After gathering great experience in the field, the owner Eva Michalkova founded her own publishing house named Aurora and opened her first bookstore in Prague’s Zizkov. Later on, a second-hand bookshop was added to it and the whole was further allocated to Spálená Street No. 53.
Here is the place for you to get your hands on rare pieces, especially regarding literature, and advance your knowledge in Czech history while holding part of it in your own hands. Although unique pieces, the books here are not as expensive as you might think.
Czech Book Suggestions
If you are coming to Prague (or if you are already here), I have a couple of book recommendations, in case you wish to visit one of the bookstores I mentioned above and dive into Czech literature.
Frank Kafka – The Trial
Josef K. is a regular man who is suddenly accused of a crime he has no recollection of having committed. The book then follows him through the absurdities of bureaucracy and the judicial system, showing the hopelessness and nightmarish reality of an individual being crushed by the State.
Jan Neruda – Prague Tales
This is the book for those willing to understand Czech characters and motifs. It tells short stories describing the mundane lives of the inhabitants of Prague’s Mala Strana (Little Quarter), who are humbled by poverty, debauchery, and infighting, yet remain warm and well-humored, despite how unfortunate their lives might end up being.
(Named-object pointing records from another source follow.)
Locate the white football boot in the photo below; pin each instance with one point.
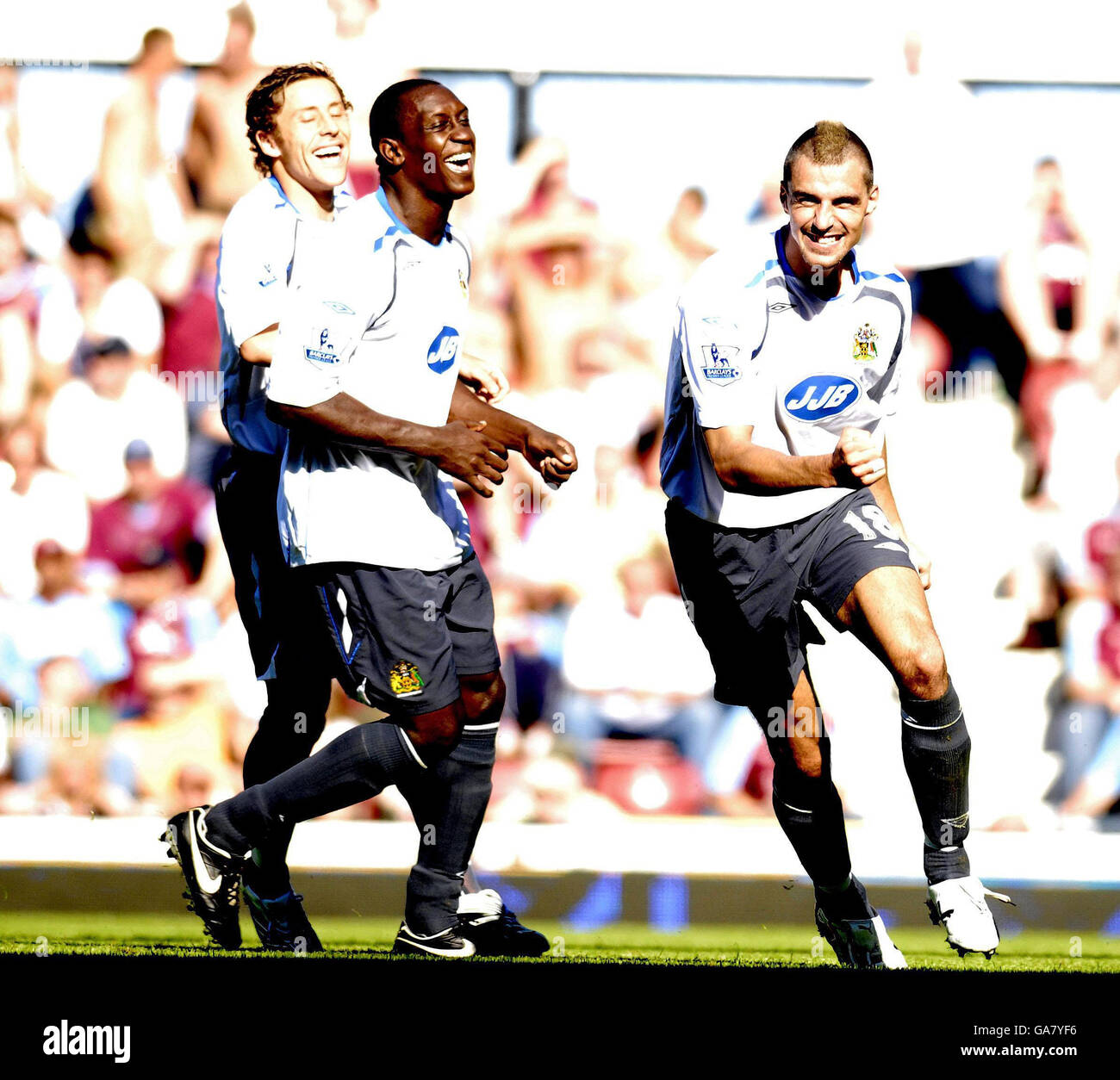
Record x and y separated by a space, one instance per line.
960 908
861 942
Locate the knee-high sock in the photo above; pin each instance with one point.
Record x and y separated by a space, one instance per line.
936 752
448 803
357 766
811 815
289 728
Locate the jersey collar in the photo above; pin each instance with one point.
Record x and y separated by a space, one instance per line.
343 196
401 227
787 270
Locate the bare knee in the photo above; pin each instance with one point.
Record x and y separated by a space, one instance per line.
482 698
802 755
921 667
437 735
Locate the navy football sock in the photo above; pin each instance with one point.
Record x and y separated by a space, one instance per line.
288 729
936 751
357 766
811 815
448 803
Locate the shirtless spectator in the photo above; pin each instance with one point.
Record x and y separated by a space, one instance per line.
1042 281
92 419
17 310
96 303
217 157
560 270
157 538
141 198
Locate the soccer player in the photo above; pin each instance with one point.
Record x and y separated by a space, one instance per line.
385 593
298 123
784 369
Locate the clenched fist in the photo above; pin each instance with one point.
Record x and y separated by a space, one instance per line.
858 460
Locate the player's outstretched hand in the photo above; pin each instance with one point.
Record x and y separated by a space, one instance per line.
550 455
858 460
485 380
465 451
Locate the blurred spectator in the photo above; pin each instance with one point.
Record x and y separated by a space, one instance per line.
190 355
62 620
37 505
560 270
18 306
216 157
92 419
637 668
914 121
1042 292
157 537
183 736
551 791
1089 722
142 204
96 305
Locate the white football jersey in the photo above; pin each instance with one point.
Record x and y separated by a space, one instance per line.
253 266
753 346
377 313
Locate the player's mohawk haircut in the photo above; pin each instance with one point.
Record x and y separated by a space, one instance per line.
829 142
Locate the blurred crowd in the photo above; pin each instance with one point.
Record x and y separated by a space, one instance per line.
124 673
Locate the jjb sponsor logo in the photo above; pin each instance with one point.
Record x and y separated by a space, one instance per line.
718 363
821 396
444 350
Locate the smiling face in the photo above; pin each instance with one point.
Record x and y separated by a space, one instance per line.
436 149
310 137
828 205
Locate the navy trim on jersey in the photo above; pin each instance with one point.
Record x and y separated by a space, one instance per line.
400 227
780 244
392 297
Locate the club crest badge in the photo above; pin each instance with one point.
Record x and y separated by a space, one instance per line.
404 680
863 347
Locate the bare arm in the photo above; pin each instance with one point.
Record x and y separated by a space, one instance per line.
550 455
750 469
457 448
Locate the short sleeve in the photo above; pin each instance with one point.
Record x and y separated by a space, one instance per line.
718 333
250 288
323 320
889 400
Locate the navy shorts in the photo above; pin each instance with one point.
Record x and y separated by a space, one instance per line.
396 639
246 500
744 589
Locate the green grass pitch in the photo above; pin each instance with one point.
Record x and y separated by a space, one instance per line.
754 946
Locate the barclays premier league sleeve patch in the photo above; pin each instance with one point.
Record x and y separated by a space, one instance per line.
718 363
327 351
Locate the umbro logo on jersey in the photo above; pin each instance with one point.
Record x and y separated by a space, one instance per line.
821 396
719 369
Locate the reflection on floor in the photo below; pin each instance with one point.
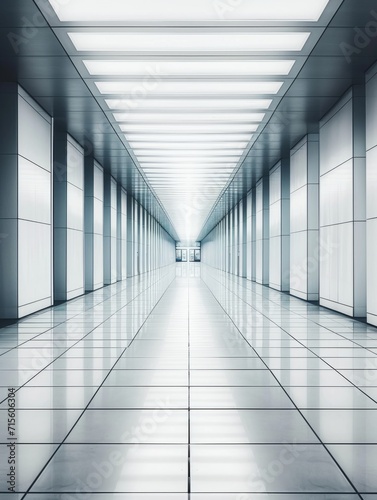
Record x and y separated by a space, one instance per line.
190 383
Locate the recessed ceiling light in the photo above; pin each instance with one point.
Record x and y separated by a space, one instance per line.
188 153
178 146
189 166
184 159
184 104
187 137
169 170
189 128
156 69
139 90
186 11
189 42
185 117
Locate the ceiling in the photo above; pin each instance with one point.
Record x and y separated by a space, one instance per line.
187 103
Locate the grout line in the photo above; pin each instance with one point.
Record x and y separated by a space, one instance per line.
281 386
96 392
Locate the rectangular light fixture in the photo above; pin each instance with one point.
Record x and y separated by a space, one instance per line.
141 12
154 69
185 117
179 146
190 128
183 137
187 104
188 41
188 166
139 90
189 152
184 159
174 170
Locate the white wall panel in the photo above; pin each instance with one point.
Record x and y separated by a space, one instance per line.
34 192
94 214
34 207
249 236
304 223
343 206
34 266
279 226
110 230
34 133
75 265
262 232
337 194
371 182
337 135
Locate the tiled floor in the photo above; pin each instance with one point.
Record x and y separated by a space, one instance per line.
187 383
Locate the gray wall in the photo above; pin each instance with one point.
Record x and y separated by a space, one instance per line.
94 191
371 158
304 219
343 206
262 232
279 226
25 205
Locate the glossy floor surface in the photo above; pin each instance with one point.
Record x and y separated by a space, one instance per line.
190 383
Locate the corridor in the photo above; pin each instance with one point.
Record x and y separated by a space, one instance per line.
190 383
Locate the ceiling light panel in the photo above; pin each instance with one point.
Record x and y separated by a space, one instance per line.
189 152
158 68
180 104
191 42
179 146
184 11
186 137
189 166
185 159
189 117
138 89
239 128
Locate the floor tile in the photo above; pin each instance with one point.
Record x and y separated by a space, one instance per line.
147 378
114 468
329 397
265 468
39 426
239 397
141 397
249 426
161 425
30 459
359 463
344 426
232 378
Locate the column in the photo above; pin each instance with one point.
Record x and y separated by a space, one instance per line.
25 205
304 219
262 232
371 159
279 226
122 234
343 206
130 231
93 225
110 230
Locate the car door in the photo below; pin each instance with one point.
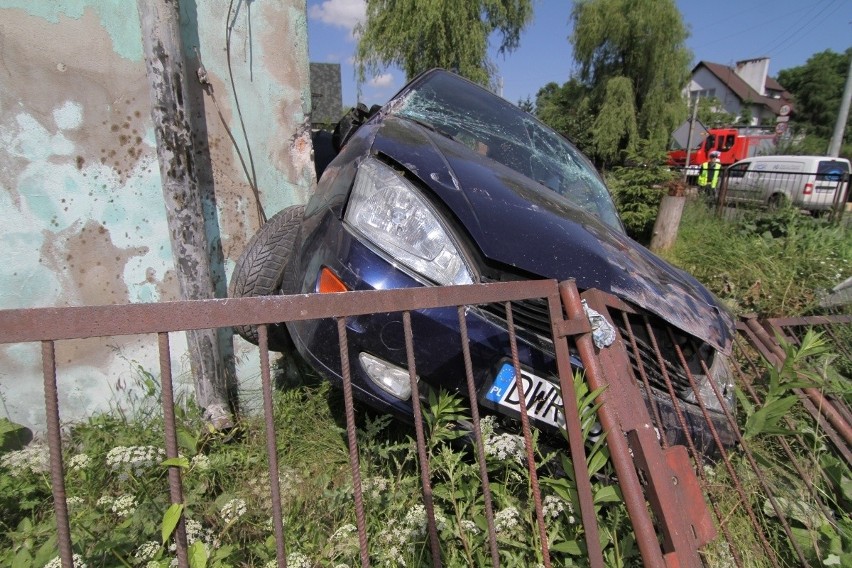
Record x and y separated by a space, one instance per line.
736 176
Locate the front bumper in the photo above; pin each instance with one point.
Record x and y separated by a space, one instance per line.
328 243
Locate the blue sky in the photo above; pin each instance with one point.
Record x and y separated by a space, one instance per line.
722 31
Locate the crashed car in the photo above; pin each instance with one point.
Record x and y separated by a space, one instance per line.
450 184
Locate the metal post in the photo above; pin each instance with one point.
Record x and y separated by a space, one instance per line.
170 113
842 115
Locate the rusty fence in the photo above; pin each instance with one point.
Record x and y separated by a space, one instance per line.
694 481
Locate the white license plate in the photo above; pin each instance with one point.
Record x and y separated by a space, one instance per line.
543 398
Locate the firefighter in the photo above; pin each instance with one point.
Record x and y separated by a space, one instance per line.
708 177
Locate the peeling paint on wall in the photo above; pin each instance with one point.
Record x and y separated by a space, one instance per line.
81 203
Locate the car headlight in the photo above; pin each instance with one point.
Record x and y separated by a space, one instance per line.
390 212
721 375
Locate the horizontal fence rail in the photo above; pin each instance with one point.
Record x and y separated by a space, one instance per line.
691 475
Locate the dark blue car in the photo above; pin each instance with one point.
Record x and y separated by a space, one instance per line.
450 184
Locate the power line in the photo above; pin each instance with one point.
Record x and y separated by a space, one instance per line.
788 37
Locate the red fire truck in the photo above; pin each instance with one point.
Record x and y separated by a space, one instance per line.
733 144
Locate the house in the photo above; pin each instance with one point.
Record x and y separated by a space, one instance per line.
743 90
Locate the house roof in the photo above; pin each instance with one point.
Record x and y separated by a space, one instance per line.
738 86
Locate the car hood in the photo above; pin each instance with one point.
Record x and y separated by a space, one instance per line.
518 222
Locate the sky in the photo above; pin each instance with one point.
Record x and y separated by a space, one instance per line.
721 31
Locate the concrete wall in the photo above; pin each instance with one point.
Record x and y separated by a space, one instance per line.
82 215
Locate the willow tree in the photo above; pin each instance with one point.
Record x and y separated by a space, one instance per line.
633 58
416 35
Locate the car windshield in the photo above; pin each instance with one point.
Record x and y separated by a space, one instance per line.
493 127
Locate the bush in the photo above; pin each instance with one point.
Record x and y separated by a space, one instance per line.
637 190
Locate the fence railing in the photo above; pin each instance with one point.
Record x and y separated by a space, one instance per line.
673 460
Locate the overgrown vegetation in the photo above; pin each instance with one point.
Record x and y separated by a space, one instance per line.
772 263
121 515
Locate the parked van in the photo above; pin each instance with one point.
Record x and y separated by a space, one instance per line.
815 183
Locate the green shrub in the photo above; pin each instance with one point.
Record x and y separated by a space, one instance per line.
770 263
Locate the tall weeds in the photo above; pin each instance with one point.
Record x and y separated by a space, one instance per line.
772 264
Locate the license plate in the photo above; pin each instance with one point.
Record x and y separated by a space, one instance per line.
543 398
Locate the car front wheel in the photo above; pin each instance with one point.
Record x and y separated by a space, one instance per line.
260 270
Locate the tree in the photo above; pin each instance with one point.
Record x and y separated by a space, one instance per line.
635 65
817 87
417 36
566 110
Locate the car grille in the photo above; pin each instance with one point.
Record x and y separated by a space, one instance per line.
532 322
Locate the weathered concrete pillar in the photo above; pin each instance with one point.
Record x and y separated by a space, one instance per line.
161 41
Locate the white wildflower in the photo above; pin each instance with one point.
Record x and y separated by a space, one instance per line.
506 520
375 487
74 502
289 481
469 526
553 506
195 532
505 447
147 551
134 459
415 520
76 560
200 463
298 560
79 462
233 510
35 458
344 533
502 446
124 506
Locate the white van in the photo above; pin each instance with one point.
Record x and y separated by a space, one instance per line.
815 183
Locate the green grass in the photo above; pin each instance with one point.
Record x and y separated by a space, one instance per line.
773 264
118 492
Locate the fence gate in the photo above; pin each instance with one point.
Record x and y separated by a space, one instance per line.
700 483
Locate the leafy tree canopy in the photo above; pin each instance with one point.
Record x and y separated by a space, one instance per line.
636 64
416 35
566 109
817 88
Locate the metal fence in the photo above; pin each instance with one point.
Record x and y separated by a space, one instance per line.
670 483
811 191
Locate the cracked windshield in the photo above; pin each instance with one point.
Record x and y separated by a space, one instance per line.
497 129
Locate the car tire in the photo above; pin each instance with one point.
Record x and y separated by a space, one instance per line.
260 270
776 201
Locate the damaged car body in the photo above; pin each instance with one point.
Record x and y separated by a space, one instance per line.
450 184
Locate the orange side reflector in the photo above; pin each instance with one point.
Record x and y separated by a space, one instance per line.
329 282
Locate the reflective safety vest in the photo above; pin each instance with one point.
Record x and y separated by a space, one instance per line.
714 175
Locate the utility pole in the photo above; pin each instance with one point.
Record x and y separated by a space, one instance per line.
840 125
689 137
160 22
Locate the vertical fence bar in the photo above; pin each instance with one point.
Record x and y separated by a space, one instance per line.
576 444
525 426
745 448
354 461
723 525
477 435
54 444
722 452
175 489
423 456
634 500
271 446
Milan Kundera – The Unbearable Lightness of Being
This book tells the story of two women, two men, a dog, and their lives in the 1968’s Prague Spring period of Czechoslovak history. Challenging Nietzsche’s concept of Eternal Recurrence (a mental exercise where you suppose your life repeats itself ad infinitum), The Unbearable Lightness of Being poses the paradoxical condition of life: lightness from the ease in which things happen, and heaviness for the consequences that decisions have.